Tuesday, May 17, 2016

Merit Compensation: Some Nominal Income Considerations

Merit based compensation can also be thought of as asymmetric compensation for skills arbitrage. And it's not always possible to coordinate for a complete services marketplace, when economic activity relies mostly on relationships between resource aggregates and preferential skills capacity. Merit based employment also affects sticky wages, which can lead to further unemployment in recessionary conditions. While asymmetric compensation makes it possible to coordinate some time based services markets at national levels, it can't provide full employment capacity for many sought after time based services.

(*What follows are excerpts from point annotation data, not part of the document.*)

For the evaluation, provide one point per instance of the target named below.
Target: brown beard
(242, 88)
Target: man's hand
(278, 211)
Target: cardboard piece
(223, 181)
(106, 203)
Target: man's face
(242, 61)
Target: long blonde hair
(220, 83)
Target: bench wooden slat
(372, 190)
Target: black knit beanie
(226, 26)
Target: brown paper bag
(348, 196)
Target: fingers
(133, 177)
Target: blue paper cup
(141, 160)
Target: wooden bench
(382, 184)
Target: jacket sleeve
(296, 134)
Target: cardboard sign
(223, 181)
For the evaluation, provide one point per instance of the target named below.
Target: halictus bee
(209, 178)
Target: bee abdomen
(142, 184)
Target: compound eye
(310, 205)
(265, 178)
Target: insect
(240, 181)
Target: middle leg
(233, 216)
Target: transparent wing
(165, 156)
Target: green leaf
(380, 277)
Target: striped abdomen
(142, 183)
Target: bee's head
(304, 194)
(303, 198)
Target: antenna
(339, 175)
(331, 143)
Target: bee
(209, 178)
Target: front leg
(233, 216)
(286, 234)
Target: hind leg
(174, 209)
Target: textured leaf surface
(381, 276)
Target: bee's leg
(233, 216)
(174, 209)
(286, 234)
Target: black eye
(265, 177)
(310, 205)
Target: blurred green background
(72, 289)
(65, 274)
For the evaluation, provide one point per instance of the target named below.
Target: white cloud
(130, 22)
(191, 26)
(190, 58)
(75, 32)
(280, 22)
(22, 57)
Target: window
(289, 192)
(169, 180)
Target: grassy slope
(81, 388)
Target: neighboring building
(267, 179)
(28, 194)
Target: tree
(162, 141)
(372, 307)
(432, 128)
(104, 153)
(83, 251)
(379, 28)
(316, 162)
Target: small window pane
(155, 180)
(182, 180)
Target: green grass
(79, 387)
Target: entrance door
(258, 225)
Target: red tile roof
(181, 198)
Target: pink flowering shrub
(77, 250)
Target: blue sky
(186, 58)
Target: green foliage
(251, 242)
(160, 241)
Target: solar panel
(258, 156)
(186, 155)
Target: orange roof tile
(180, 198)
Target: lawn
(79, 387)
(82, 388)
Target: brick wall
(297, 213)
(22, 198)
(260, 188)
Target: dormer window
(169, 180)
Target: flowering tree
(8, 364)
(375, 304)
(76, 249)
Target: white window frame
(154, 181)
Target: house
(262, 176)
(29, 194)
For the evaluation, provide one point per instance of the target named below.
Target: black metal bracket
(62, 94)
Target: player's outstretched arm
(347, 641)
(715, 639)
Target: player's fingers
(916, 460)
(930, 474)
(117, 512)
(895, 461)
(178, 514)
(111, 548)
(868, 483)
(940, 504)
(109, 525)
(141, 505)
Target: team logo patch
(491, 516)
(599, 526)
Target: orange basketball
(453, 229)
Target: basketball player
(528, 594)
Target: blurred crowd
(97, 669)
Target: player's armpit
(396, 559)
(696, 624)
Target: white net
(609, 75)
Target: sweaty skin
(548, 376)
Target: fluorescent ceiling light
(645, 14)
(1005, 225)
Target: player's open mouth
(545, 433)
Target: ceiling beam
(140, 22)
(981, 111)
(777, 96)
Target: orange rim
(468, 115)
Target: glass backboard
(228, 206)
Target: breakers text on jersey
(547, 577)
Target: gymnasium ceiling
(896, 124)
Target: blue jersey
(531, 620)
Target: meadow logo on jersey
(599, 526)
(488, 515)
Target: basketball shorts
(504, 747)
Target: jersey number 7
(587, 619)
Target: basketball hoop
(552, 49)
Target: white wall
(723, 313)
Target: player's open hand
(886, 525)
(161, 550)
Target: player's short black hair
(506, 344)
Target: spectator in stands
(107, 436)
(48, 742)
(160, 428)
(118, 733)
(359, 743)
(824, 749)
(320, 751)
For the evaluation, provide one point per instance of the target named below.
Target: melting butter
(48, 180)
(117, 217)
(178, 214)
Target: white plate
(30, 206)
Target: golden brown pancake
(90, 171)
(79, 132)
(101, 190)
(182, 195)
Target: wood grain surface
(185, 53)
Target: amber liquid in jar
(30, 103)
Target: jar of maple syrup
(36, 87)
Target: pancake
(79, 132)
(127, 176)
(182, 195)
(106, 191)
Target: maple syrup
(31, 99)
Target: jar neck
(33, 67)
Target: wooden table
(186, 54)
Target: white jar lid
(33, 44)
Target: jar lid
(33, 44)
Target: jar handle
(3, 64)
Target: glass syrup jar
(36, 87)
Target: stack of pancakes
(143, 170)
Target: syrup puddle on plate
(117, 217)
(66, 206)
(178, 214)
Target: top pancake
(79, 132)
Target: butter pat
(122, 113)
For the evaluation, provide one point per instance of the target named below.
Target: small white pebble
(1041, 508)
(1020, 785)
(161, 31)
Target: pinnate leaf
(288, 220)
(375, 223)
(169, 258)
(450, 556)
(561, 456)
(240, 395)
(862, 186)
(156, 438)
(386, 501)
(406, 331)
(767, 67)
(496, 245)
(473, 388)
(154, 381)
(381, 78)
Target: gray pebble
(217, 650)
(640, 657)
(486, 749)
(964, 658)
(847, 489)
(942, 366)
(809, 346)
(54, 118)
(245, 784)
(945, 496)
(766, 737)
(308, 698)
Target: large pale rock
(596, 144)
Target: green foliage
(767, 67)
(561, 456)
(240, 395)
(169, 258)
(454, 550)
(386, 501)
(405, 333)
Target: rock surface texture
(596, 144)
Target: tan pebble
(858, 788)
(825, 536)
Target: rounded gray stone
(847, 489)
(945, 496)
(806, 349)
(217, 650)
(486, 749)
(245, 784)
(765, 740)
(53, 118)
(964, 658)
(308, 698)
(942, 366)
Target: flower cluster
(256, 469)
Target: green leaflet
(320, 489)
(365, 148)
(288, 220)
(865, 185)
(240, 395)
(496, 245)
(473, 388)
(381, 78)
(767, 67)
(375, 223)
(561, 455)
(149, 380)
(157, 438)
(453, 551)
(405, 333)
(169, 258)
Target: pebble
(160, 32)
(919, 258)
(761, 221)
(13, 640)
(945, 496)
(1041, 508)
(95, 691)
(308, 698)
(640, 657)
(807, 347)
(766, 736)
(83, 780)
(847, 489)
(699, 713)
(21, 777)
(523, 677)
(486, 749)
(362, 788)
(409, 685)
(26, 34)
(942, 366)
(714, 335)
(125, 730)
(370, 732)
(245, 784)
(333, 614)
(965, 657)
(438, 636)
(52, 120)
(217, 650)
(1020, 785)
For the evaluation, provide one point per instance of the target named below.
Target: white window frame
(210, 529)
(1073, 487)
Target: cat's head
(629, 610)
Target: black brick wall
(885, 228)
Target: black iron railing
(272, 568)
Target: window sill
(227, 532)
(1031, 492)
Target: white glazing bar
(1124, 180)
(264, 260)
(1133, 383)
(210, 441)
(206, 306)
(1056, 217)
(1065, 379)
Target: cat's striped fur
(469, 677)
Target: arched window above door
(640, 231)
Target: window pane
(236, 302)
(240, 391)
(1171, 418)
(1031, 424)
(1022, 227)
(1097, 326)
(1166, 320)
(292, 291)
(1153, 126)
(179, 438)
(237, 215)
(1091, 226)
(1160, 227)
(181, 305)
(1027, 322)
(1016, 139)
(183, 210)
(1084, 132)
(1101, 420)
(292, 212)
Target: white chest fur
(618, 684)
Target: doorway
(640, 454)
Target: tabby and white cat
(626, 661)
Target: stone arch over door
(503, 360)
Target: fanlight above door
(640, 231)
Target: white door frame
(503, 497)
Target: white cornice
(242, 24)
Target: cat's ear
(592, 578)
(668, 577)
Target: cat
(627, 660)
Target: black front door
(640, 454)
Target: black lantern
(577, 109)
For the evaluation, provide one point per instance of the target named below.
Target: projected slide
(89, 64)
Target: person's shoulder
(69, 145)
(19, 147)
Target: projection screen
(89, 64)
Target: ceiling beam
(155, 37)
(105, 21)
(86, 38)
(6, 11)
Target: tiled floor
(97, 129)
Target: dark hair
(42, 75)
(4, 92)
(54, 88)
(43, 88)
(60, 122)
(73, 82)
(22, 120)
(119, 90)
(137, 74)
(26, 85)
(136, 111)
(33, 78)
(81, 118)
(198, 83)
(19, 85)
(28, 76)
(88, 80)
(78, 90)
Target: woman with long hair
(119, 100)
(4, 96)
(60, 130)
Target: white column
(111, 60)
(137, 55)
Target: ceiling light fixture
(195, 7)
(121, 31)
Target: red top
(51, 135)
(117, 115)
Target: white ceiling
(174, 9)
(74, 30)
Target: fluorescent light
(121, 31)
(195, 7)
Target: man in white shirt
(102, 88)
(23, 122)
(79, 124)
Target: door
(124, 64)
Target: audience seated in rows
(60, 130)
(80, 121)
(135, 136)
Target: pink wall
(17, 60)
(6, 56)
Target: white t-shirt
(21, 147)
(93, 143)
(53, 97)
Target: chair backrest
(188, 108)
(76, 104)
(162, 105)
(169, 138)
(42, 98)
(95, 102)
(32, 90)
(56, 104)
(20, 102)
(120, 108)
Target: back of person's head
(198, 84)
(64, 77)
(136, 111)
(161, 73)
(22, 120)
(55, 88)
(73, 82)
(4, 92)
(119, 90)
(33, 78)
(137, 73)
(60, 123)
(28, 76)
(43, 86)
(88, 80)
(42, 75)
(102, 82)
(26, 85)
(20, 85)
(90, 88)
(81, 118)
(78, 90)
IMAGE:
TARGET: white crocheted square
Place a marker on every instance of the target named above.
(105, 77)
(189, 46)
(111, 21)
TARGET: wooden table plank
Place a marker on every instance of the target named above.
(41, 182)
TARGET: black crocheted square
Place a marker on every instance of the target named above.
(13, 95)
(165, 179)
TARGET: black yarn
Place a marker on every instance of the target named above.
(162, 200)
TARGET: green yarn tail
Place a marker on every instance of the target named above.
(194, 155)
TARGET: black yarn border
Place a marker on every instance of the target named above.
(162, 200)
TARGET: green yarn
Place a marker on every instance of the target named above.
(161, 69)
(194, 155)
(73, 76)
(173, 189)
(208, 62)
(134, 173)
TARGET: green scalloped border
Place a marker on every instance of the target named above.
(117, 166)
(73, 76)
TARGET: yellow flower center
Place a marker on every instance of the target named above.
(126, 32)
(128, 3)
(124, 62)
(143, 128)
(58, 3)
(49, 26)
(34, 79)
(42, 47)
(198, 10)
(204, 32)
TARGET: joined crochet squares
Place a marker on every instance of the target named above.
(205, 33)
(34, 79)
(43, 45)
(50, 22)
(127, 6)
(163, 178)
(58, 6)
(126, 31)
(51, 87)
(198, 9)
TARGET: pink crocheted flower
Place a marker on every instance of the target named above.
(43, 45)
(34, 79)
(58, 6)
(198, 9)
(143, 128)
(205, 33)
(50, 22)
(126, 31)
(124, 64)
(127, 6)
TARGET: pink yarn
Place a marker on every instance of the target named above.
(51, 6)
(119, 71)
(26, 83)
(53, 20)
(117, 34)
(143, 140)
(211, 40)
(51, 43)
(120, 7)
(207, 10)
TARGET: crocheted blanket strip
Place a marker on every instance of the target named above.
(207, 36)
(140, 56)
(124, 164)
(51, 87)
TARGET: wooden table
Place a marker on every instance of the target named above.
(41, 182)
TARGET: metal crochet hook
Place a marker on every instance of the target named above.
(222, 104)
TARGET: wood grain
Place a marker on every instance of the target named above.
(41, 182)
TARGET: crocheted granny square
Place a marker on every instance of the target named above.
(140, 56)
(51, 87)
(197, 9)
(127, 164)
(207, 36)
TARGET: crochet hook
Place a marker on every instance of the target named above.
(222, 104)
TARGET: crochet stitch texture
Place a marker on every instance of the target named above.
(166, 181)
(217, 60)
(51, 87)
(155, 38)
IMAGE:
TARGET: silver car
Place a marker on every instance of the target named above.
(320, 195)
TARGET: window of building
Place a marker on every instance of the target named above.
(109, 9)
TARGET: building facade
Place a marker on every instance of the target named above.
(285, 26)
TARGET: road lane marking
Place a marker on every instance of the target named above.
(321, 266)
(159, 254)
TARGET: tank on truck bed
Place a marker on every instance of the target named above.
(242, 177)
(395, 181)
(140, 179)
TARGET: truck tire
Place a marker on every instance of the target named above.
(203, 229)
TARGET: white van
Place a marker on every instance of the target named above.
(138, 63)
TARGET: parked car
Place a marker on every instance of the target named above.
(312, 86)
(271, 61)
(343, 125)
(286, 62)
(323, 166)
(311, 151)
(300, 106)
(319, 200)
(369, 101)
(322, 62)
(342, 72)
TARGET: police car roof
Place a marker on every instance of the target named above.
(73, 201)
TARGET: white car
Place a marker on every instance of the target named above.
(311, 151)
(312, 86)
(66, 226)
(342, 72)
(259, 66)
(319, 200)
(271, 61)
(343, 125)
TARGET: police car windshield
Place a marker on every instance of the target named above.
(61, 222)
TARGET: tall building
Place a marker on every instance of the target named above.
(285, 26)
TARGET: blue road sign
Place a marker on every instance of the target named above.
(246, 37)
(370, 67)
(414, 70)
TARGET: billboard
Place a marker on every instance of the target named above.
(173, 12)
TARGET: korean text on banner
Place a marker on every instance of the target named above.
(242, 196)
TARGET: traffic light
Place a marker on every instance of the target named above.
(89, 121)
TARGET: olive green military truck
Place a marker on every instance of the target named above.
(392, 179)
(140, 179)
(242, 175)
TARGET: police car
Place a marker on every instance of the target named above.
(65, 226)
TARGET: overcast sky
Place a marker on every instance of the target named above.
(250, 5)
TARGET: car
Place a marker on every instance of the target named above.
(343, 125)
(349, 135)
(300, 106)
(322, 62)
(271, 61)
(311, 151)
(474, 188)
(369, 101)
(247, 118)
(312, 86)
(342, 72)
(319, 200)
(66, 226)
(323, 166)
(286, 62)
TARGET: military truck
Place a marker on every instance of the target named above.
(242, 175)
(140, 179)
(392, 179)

Nominal income results from both tradable and non tradable sector activity. Tradable sectors are more responsive to market conditions in the short term, because this form of nominal income adapts to ongoing changes in aggregate output. When tradable sector wealth dominates in a given economy, links between time value and resource use can be easier to follow, since the asymmetric compensation involved, directly accrues from marketplace product.

However, the relation of time value to resource capacity isn't quite so simple, in today's non tradable sector employment. In some respects, non tradable sector activity is slower to respond to market conditions, while possibly more responsive to price levels than changes in aggregate output. A number of factors contribute to the difficult to quantify nature, of today's non tradable sector income aggregates.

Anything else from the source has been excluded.